Subahi Ahmed, Akintoye Emmanuel, Yassin Ahmed S, Abubakar Hossam, Adegbala Oluwole, Mishra Tushar, Abdelrahman Mohamed, Shokr Mohamed, Afonso Luis

机构信息

Department of Internal Medicine, Wayne State University/Detroit Medical Center, Detroit, Michigan.
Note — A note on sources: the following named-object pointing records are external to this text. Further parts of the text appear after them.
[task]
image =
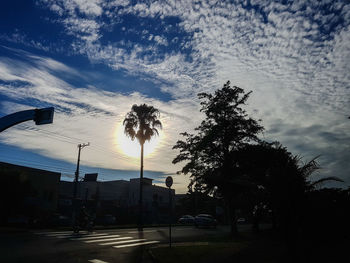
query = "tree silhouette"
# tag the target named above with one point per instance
(142, 123)
(210, 152)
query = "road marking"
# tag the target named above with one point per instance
(92, 237)
(145, 231)
(59, 235)
(137, 244)
(107, 239)
(122, 242)
(60, 232)
(97, 261)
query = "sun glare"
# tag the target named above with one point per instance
(132, 148)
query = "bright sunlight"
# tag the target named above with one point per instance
(132, 148)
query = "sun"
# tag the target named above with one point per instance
(132, 148)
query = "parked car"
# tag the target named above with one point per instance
(59, 220)
(241, 220)
(205, 220)
(106, 220)
(186, 220)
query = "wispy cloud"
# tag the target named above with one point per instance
(294, 57)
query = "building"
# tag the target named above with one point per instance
(28, 192)
(119, 198)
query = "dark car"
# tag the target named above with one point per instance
(106, 220)
(186, 220)
(205, 220)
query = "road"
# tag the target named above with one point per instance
(112, 245)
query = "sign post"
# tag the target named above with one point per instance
(169, 183)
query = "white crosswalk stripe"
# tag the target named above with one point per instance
(96, 236)
(103, 239)
(107, 239)
(137, 244)
(122, 242)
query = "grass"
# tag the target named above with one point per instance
(245, 248)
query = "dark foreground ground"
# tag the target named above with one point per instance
(152, 245)
(248, 247)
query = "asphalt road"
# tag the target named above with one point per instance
(112, 245)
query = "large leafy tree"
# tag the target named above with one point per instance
(282, 181)
(210, 152)
(142, 123)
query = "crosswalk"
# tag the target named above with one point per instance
(101, 239)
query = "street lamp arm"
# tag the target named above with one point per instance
(40, 116)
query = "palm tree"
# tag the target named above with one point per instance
(142, 123)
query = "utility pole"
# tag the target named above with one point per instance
(80, 146)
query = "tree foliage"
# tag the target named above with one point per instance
(142, 123)
(210, 152)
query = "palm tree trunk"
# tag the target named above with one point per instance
(141, 184)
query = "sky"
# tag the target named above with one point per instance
(92, 60)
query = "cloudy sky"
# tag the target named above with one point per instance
(93, 59)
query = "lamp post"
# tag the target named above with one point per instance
(169, 183)
(75, 190)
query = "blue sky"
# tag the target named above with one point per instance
(92, 60)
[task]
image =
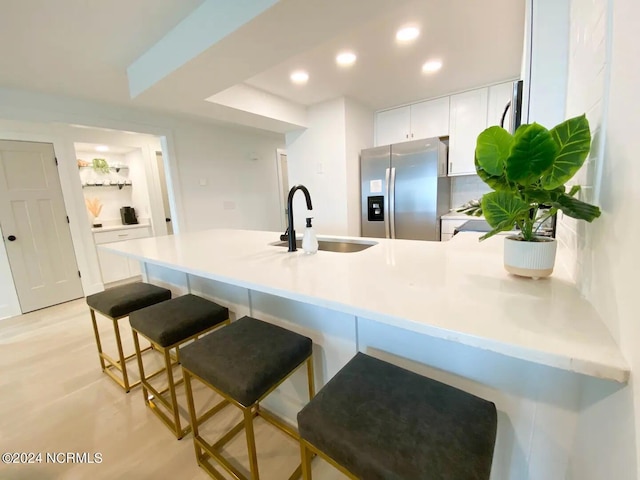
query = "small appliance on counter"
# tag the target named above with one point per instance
(128, 216)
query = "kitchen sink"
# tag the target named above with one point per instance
(330, 245)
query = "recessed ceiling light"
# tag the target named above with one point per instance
(432, 66)
(300, 77)
(346, 58)
(407, 34)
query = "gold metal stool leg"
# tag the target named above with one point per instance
(251, 443)
(121, 358)
(172, 391)
(136, 344)
(306, 461)
(96, 333)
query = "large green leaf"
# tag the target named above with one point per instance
(532, 154)
(501, 209)
(574, 141)
(537, 195)
(497, 182)
(492, 149)
(575, 208)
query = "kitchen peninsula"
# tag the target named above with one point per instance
(447, 310)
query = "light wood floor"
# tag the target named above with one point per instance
(54, 398)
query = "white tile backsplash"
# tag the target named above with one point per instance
(465, 188)
(586, 87)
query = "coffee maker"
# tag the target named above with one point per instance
(128, 216)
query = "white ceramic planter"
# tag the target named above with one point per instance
(530, 259)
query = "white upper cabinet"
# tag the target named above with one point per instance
(420, 120)
(462, 117)
(499, 97)
(468, 117)
(392, 126)
(430, 119)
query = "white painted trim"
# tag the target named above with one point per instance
(281, 193)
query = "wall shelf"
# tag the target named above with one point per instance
(115, 169)
(119, 185)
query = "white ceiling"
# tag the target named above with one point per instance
(478, 42)
(82, 48)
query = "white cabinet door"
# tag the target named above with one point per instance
(430, 119)
(116, 267)
(468, 118)
(113, 267)
(392, 126)
(499, 96)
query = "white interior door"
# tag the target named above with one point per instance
(35, 227)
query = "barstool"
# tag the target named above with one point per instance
(243, 363)
(166, 326)
(376, 421)
(115, 304)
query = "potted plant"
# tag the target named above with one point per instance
(529, 170)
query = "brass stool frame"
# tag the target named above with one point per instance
(112, 363)
(171, 405)
(307, 451)
(205, 450)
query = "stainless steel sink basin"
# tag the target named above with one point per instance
(330, 245)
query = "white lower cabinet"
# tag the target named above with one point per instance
(116, 267)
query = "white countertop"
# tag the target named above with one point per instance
(456, 290)
(459, 216)
(112, 228)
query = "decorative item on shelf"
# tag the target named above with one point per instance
(95, 207)
(527, 172)
(100, 165)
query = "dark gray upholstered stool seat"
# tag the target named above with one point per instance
(379, 421)
(168, 325)
(175, 320)
(116, 303)
(244, 362)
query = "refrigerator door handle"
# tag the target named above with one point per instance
(392, 203)
(387, 231)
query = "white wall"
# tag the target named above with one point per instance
(190, 148)
(228, 178)
(325, 158)
(465, 188)
(607, 255)
(548, 62)
(359, 135)
(316, 159)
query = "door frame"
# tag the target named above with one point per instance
(281, 189)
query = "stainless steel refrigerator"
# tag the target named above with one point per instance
(405, 190)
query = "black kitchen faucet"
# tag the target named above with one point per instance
(290, 234)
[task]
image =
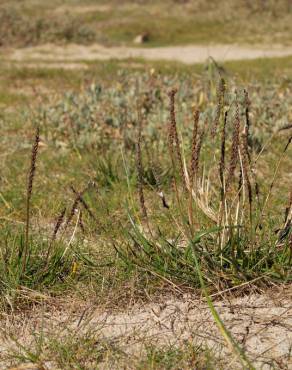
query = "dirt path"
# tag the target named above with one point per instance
(262, 324)
(185, 54)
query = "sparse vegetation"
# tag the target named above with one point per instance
(115, 22)
(120, 183)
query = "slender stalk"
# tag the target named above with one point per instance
(31, 176)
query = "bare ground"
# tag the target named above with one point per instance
(185, 54)
(261, 323)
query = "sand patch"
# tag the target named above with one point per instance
(261, 324)
(185, 54)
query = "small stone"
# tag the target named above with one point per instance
(142, 38)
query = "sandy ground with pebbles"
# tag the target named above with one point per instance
(260, 323)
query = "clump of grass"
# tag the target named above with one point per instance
(230, 248)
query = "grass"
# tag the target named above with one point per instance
(205, 234)
(105, 22)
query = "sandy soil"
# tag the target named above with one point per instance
(185, 54)
(261, 323)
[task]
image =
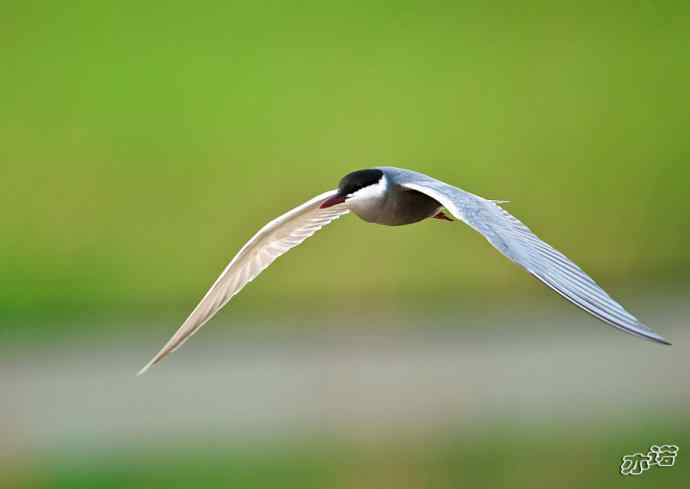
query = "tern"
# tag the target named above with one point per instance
(394, 197)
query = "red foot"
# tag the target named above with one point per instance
(441, 215)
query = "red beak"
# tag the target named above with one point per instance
(331, 201)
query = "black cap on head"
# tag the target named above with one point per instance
(357, 180)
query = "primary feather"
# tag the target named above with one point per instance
(516, 241)
(273, 240)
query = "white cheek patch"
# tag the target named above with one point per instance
(373, 192)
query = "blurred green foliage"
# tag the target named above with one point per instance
(142, 144)
(500, 458)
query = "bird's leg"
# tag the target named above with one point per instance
(441, 215)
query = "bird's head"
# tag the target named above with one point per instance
(359, 187)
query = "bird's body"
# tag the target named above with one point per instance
(394, 196)
(392, 204)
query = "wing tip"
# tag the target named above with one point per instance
(657, 339)
(145, 369)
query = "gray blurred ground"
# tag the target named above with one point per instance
(405, 377)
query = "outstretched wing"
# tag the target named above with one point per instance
(515, 240)
(273, 240)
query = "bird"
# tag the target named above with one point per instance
(394, 196)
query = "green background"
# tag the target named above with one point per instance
(142, 143)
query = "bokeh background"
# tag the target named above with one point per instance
(141, 144)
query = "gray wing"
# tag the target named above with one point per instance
(273, 240)
(515, 240)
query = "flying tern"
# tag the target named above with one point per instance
(394, 196)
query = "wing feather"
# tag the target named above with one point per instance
(516, 241)
(270, 242)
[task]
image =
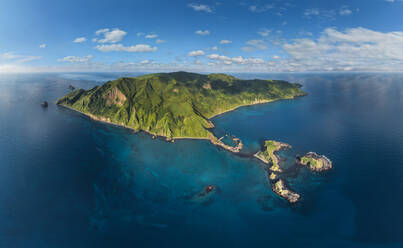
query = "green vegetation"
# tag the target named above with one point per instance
(174, 105)
(268, 156)
(316, 162)
(311, 162)
(280, 188)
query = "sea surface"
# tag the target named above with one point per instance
(69, 181)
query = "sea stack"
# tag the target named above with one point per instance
(315, 162)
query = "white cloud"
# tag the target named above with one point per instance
(238, 60)
(260, 9)
(110, 36)
(79, 40)
(151, 36)
(144, 62)
(140, 48)
(311, 12)
(344, 10)
(255, 45)
(225, 42)
(196, 53)
(264, 32)
(352, 49)
(324, 14)
(76, 59)
(200, 7)
(201, 32)
(16, 58)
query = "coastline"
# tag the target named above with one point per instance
(252, 104)
(93, 117)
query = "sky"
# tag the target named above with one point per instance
(201, 36)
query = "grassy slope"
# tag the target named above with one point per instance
(177, 104)
(268, 155)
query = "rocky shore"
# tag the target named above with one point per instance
(268, 155)
(315, 162)
(281, 189)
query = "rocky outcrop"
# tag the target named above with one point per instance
(281, 189)
(115, 96)
(268, 155)
(315, 162)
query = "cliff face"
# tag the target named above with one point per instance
(174, 105)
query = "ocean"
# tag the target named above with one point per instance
(69, 181)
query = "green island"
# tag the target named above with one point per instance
(315, 162)
(268, 155)
(179, 105)
(175, 105)
(280, 189)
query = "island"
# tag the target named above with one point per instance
(280, 189)
(180, 105)
(175, 105)
(315, 162)
(268, 155)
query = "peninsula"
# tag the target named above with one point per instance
(175, 105)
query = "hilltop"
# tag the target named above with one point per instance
(174, 105)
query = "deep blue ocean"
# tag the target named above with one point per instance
(68, 181)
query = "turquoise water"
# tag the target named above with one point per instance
(68, 181)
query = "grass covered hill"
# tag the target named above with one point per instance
(174, 105)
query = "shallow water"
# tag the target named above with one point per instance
(68, 181)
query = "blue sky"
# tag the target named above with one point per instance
(228, 36)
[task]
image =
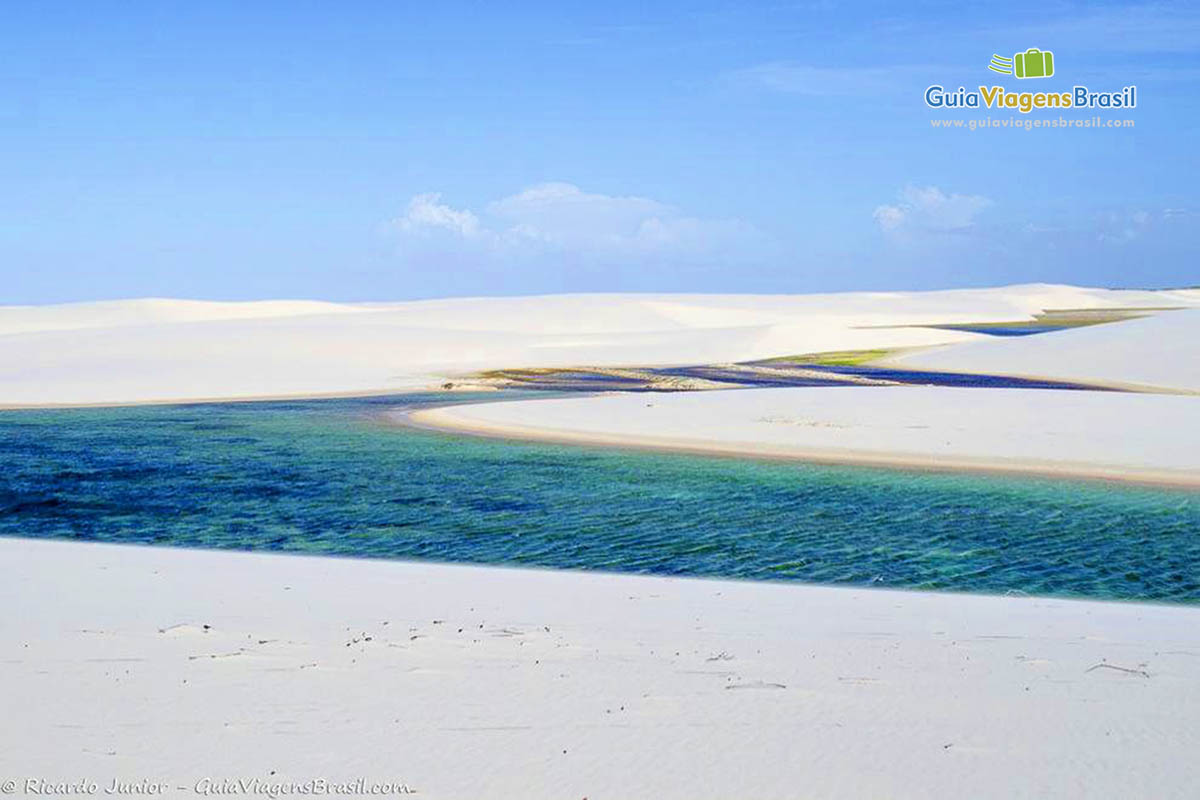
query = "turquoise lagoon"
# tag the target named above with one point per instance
(329, 476)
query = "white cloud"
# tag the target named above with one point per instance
(930, 210)
(1121, 228)
(562, 217)
(792, 78)
(425, 214)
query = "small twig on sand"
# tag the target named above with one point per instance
(1125, 669)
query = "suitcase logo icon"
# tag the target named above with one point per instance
(1030, 64)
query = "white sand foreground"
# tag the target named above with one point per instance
(160, 350)
(472, 683)
(1151, 438)
(1161, 352)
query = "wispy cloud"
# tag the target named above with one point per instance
(562, 217)
(928, 209)
(790, 77)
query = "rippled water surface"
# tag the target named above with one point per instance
(327, 476)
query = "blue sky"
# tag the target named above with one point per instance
(384, 151)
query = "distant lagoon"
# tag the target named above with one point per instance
(329, 476)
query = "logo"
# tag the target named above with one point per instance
(1030, 64)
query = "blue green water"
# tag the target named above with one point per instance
(327, 476)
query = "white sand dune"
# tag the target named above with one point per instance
(1099, 434)
(1156, 352)
(483, 683)
(155, 350)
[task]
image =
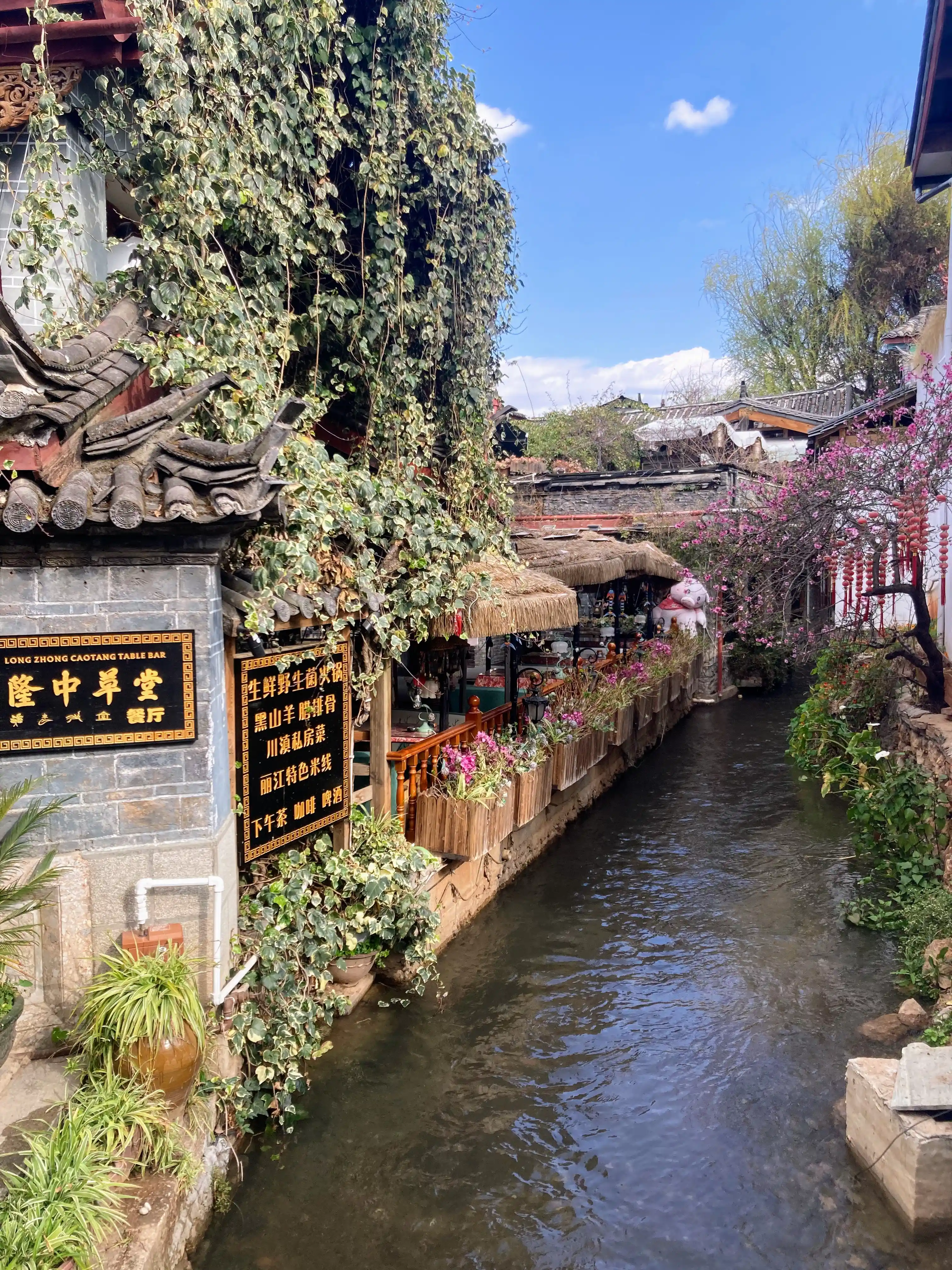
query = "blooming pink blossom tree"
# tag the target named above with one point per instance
(857, 524)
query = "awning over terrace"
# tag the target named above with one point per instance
(588, 559)
(521, 600)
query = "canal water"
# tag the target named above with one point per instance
(639, 1058)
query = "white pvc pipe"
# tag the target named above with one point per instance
(214, 881)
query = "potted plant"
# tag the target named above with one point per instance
(144, 1015)
(21, 896)
(353, 964)
(572, 746)
(470, 808)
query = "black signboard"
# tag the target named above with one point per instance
(294, 747)
(71, 691)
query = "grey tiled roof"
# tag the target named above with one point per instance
(815, 404)
(69, 385)
(131, 470)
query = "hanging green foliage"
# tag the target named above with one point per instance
(322, 215)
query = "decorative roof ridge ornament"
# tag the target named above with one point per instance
(126, 479)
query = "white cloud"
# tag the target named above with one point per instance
(683, 115)
(536, 384)
(507, 128)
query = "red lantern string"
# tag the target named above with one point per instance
(847, 581)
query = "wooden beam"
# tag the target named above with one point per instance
(341, 836)
(380, 742)
(771, 421)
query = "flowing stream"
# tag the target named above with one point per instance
(639, 1061)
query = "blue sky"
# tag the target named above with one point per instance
(617, 214)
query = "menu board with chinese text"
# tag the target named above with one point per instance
(75, 691)
(294, 747)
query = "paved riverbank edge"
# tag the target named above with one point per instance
(174, 1223)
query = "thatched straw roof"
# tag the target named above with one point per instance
(522, 600)
(575, 562)
(643, 558)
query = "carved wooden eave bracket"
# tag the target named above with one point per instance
(79, 466)
(20, 98)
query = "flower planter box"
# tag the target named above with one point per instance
(459, 828)
(624, 724)
(570, 761)
(532, 794)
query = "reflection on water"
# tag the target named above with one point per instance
(643, 1044)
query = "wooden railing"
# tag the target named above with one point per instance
(418, 765)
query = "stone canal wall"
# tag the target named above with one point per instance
(461, 890)
(145, 812)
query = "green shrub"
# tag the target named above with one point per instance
(926, 918)
(853, 689)
(63, 1203)
(320, 906)
(139, 999)
(760, 658)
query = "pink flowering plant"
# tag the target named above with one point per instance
(861, 524)
(529, 752)
(562, 726)
(480, 773)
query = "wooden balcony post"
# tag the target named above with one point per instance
(400, 764)
(380, 743)
(411, 830)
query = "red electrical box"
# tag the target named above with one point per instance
(156, 939)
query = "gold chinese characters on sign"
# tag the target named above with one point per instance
(294, 742)
(73, 691)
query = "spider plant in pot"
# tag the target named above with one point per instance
(23, 892)
(144, 1015)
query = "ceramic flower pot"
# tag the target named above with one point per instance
(172, 1066)
(354, 968)
(8, 1028)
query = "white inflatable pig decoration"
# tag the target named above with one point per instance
(685, 606)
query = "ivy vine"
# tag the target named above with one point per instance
(322, 215)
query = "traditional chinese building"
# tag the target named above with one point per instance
(113, 624)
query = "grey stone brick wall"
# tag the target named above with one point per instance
(163, 811)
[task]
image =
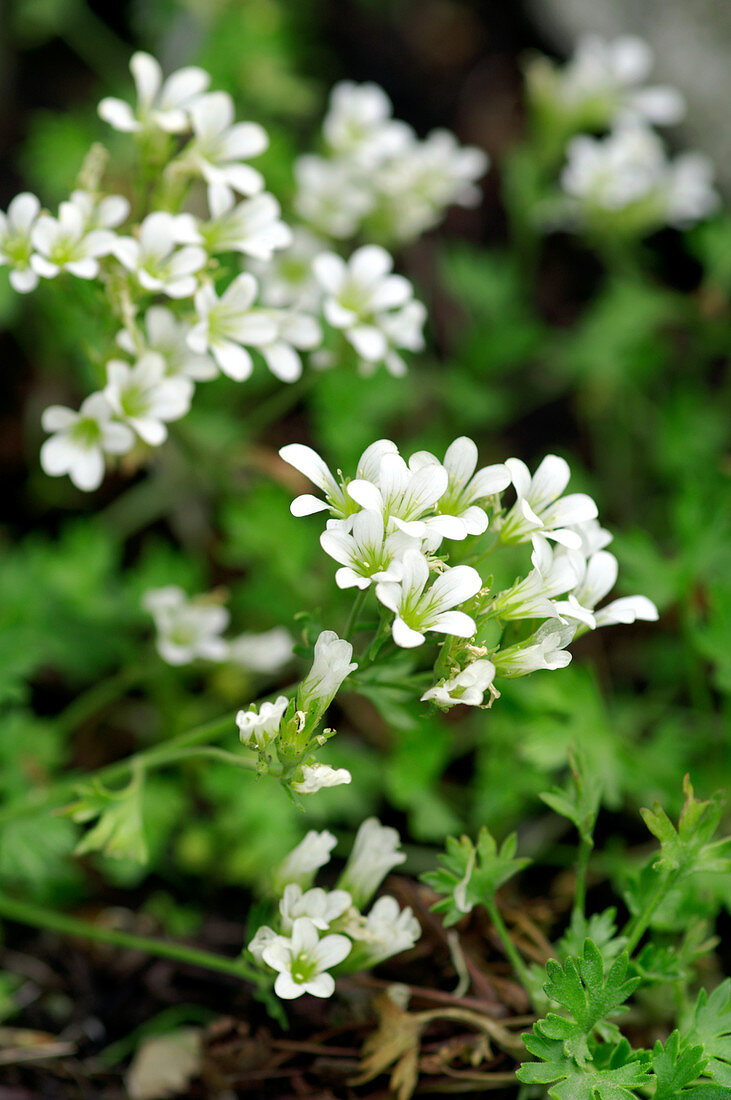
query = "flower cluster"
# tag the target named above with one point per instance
(377, 179)
(191, 629)
(317, 931)
(391, 527)
(285, 734)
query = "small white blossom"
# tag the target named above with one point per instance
(65, 243)
(374, 854)
(228, 322)
(166, 336)
(258, 727)
(162, 106)
(156, 260)
(81, 439)
(338, 501)
(467, 686)
(220, 146)
(418, 611)
(186, 628)
(262, 652)
(145, 397)
(362, 297)
(305, 860)
(332, 662)
(301, 961)
(545, 649)
(15, 241)
(540, 505)
(365, 552)
(466, 492)
(321, 906)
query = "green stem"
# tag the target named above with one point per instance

Department of Internal Medicine, Englewood Hospital and Medical Center, Seton Hall University-Hackensack Meridian School of Medicine, Englewood, New Jersey.

出版信息

Clin Cardiol. 2019 Jan;42(1):26-31. doi: 10.1002/clc.23088. Epub 2019 Jan 3.

DOI:10.1002/clc.23088
PMID:30284301
原文链接:https://pmc.ncbi.nlm.nih.gov/articles/PMC6436524/
Abstract

BACKGROUND

Atrial fibrillation (AF) is associated with increased all-cause mortality in the general population. However, the impact of AF on the in-hospital outcomes of acute myocarditis (AM) patients is not well characterized.

METHODS

Patients (age ≥ 18 years) with a primary diagnosis of AM in the National Inpatient Sample from 2007 to 2014 were included, using the ICD-9-CM diagnostic codes. We compared the in-hospital outcomes between the AF group and propensity score-matched control group without AF.

RESULTS

AF was reported in 602 (9%) of the AM patients. Compared to those without AF, AM patients with AF experienced higher in-hospital mortality (odds ratio [OR] 1.7, 95% confidence interval [CI] 1.1-2.7, P = 0.02). AF was associated with higher risk of cardiogenic shock (OR 1.9, 95% CI 1.3-2.8, P < 0.001), cardiac tamponade (OR 5.6, 95% CI 1.2-25.3, P = 0.002) and acute kidney injury (OR 1.6, 95% CI 1.1-2.1, P = 0.02). Furthermore, patients with AF were more likely to have non-routine hospital discharge (31.6% vs 38.4% P = 0.02), longer length of stay and higher cost of hospitalization.

CONCLUSIONS

AF was associated with increased risk of in-hospital mortality and complications in patients admitted to the hospital with acute myocarditis.

摘要

背景

在普通人群中,心房颤动(AF)与全因死亡率增加相关。然而,AF对急性心肌炎(AM)患者住院结局的影响尚未得到充分描述。

方法

纳入2007年至2014年美国国家住院样本中初步诊断为AM的患者(年龄≥18岁),使用ICD-9-CM诊断编码。我们比较了AF组和倾向评分匹配的无AF对照组的住院结局。

结果

602例(9%)AM患者报告有AF。与无AF的患者相比,有AF的AM患者住院死亡率更高(比值比[OR]1.7,95%置信区间[CI]1.1 - 2.7,P = 0.02)。AF与心源性休克风险更高(OR 1.9,95% CI 1.3 - 2.8,P < 0.001)、心脏压塞(OR 5.6,95% CI 1.2 - 25.3,P = 0.002)和急性肾损伤(OR 1.6,95% CI 1.1 - 2.1,P = 0.02)相关。此外,有AF的患者更有可能非常规出院(31.6%对38.4%,P = 0.02),住院时间更长且住院费用更高。

结论

AF与急性心肌炎住院患者的住院死亡率和并发症风险增加相关。